The thermal behaviors of two designs, including the average temperature at the flux region, the maximum and minimum temperature over the heat sink, the effective convection coefficient under the fluid of average velocity 3.9m/s as well as the average pressure drop between the inlet and outlet boundaries, are evaluated and listed in Table 6. Despite the temperature values being different from those in Table 5, the optimized Design I still exhibits a better thermal performance here than the reference design by using a thermofluidic model. The former has a lower average temperature of 63.5 °C at the flux regions comparing to 83.5 °C. Besides, the maximum and minimum temperatures of the Design I are 20.0 and 18.2 °C lower than the other, respectively. Another important metric is the pressure drop of the fluid between the inlet and outlet, which relates to pumping power. The verification results in Table 6 show that the fluid passing the reference design has a lower average pressure drop of 0.6 Pa between the inlet and the outlet boundaries, compared to 0.8 Pa for the optimized Design I. This increased pressure drop can probably not be avoided since better cooling requires larger surface area and hence causes larger pressure drop. Anyway, the considered simplified convection model cannot take this metric into account and hence further studies on such effects require a full-blown thermofluidic analysis model.

To this end, both verifications of using either a simplified engineering model or an advanced thermofluidic one indicate that the proposed design optimization solution is able to yield efficient structural designs with optimized thermal behaviour for combined conductive and convective heat transfer problems.

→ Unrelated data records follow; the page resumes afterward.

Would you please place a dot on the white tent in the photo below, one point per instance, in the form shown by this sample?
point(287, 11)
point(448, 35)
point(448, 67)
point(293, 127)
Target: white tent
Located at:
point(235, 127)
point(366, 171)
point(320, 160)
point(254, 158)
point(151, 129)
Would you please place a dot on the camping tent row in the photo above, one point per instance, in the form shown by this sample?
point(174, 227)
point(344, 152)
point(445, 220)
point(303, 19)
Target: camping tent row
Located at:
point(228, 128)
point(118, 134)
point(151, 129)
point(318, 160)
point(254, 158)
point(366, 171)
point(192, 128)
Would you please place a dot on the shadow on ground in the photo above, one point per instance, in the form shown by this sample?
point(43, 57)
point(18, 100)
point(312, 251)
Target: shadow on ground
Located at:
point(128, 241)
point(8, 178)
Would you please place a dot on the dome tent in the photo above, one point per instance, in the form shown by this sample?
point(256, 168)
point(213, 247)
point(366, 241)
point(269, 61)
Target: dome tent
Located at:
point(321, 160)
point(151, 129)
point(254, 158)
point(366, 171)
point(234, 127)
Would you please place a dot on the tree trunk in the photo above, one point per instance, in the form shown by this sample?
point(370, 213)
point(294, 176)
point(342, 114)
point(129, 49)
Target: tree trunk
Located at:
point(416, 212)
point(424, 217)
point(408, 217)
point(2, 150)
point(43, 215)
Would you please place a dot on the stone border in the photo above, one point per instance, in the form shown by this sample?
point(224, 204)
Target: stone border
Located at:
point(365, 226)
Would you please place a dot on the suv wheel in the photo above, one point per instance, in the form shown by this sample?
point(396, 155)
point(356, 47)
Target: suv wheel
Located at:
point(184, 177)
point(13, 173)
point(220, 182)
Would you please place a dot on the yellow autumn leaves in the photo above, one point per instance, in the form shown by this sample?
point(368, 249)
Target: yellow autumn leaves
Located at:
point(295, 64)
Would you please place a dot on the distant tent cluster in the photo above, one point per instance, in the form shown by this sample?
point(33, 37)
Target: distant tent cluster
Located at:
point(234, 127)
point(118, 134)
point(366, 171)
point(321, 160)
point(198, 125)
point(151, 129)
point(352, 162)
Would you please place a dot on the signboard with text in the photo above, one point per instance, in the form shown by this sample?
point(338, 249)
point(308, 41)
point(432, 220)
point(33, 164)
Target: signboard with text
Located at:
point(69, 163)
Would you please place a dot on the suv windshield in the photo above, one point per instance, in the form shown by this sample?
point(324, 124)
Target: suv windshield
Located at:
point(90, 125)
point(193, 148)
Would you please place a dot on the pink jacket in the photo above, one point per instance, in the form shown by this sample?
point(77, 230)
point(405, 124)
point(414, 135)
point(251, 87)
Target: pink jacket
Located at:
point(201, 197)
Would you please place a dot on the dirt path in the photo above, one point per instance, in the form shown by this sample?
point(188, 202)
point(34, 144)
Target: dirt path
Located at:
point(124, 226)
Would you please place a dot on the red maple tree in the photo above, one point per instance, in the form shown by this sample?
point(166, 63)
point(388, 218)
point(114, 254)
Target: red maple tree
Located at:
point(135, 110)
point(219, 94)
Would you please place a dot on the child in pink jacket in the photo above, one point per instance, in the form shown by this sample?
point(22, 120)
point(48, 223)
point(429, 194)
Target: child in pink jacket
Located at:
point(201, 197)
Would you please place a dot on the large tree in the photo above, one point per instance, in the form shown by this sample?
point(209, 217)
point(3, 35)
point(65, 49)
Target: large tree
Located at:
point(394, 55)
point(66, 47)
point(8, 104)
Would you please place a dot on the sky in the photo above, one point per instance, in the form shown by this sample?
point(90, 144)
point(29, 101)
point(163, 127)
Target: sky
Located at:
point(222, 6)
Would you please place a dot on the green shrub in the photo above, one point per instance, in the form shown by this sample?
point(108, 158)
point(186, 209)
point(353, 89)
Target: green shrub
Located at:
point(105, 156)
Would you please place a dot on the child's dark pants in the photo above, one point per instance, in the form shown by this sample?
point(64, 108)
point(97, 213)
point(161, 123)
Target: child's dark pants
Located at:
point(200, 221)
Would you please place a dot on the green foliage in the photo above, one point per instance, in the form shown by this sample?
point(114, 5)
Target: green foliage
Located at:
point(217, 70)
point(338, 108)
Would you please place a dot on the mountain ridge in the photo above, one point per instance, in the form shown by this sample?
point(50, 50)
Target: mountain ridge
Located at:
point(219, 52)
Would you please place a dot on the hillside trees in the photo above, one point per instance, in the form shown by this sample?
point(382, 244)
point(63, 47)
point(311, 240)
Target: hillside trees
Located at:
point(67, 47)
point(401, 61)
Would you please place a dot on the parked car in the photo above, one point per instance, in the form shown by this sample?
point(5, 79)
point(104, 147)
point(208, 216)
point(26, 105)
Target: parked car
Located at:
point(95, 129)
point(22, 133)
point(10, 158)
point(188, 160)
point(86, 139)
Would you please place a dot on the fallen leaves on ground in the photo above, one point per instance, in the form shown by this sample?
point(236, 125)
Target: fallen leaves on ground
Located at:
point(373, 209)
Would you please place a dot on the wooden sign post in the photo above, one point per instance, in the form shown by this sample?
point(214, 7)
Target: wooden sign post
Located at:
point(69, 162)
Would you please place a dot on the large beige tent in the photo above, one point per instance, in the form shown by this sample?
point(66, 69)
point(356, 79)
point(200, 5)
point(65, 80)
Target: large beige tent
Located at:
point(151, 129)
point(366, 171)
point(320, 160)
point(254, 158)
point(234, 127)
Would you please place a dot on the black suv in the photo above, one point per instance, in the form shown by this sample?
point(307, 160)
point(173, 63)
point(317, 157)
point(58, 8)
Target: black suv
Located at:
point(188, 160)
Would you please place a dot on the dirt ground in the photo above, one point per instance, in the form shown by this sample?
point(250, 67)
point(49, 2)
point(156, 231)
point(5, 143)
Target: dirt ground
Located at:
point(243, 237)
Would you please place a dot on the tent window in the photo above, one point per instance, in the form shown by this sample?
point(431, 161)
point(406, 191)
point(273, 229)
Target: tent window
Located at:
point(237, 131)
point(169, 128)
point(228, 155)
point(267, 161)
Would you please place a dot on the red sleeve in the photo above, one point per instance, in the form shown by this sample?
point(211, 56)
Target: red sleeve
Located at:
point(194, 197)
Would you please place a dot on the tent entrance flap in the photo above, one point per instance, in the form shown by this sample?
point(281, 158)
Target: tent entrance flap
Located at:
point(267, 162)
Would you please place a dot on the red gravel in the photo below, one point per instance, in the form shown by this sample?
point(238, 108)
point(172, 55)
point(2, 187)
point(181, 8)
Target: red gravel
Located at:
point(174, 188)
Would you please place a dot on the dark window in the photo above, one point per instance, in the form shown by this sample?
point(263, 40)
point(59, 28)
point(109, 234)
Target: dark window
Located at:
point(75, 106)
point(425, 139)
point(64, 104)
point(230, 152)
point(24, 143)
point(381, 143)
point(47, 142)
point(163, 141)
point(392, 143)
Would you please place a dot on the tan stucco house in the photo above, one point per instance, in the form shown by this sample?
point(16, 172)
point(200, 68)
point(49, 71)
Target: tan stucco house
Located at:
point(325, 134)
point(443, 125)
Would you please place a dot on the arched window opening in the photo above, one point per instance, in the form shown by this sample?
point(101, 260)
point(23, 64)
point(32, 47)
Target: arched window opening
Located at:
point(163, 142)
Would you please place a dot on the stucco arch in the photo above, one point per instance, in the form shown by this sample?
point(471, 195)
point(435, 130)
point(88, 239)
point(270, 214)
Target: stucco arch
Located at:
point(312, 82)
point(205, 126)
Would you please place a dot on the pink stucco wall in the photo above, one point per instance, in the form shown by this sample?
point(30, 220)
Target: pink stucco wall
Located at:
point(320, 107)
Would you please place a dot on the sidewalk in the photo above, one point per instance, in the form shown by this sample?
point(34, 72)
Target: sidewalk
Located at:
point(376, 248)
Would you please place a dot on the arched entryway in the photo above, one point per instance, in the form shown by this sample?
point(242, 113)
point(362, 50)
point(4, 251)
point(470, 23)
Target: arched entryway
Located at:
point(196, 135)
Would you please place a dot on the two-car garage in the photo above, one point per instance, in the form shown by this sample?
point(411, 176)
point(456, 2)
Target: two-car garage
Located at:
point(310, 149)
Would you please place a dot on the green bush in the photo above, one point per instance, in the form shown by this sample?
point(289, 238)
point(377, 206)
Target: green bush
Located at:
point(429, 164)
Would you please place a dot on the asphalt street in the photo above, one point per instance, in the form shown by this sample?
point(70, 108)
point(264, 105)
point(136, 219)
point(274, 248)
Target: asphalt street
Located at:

3.3.3 Design with different discretizations

This section studies the impact of the mesh discretization on the optimization results. The heat-sink Design I in the previous section is used as the example for comparison. As shown in Fig. 16, three sets of optimized designs are obtained by using finite element meshes of 64000, 264192 (same as Design I in Section 3.3.1) and 560000 hexahedral elements, respectively. The thermal behaviours of the smoothed designs are evaluated and recorded in Table 7. The design based on the coarse mesh exhibits the highest average temperature 60.3 °C at the flux region among the three. Some geometric details, such as the fins at the bottom corners of the design domain, are missing comparing to the others due to insufficient design freedoms. The normal and fine meshes yield similar optimized geometries, except that the latter has a smoother boundary and slightly different finger sizes. However, the design by the fine mesh has a higher average temperature (57.9 °C) at the flux region than that of the normal one (56.6 °C). It is because that the design by the normal mesh, as shown in Fig. 16b, has intermediate densities at the finger tips and the minimum length scale is not strictly fulfilled there. As a result, it leads to sharp and slender finger tips in the smoothed design as shown in Fig. 16e, which allows for a more efficient heat dissipation.

Fig. 16
figure 16

Heat-sink design with different discretizations: (from the left column to right) meshes of 64000, 264192 (same to Design I in Section 3.3.1) and 560000 hexahedral elements; (top row) optimized density models (refer to Fig. 1 for the color scale); (bottom row) smooth designs

Table 7 Verification of the smoothed heat-sink designs in Fig. 16

4 Conclusions

An industrial solution for topology optimization of combined conductive and convective heat transfer problems is implemented in Dassault Systemes software solutions and numerical industrial experiments show promising results. The topology optimization feature is provided by SIMULIA.Tosca, where a simplified engineering model is utilized to model the design-dependent convection during the optimization process. Such a strategy allows for a seamless integration with the static-state heat simulation module in SIMULIA.Abaqus. Several design examples with different problem setups are given to demonstrate its applicability. Verification results of each optimized design are derived by either steady-state heat transfer using the engineering convection scheme or conjugate heat transfer with a thermofluidic model. Both studies indicate that the proposed solution is able to yield efficient design proposals for various practical design scenarios.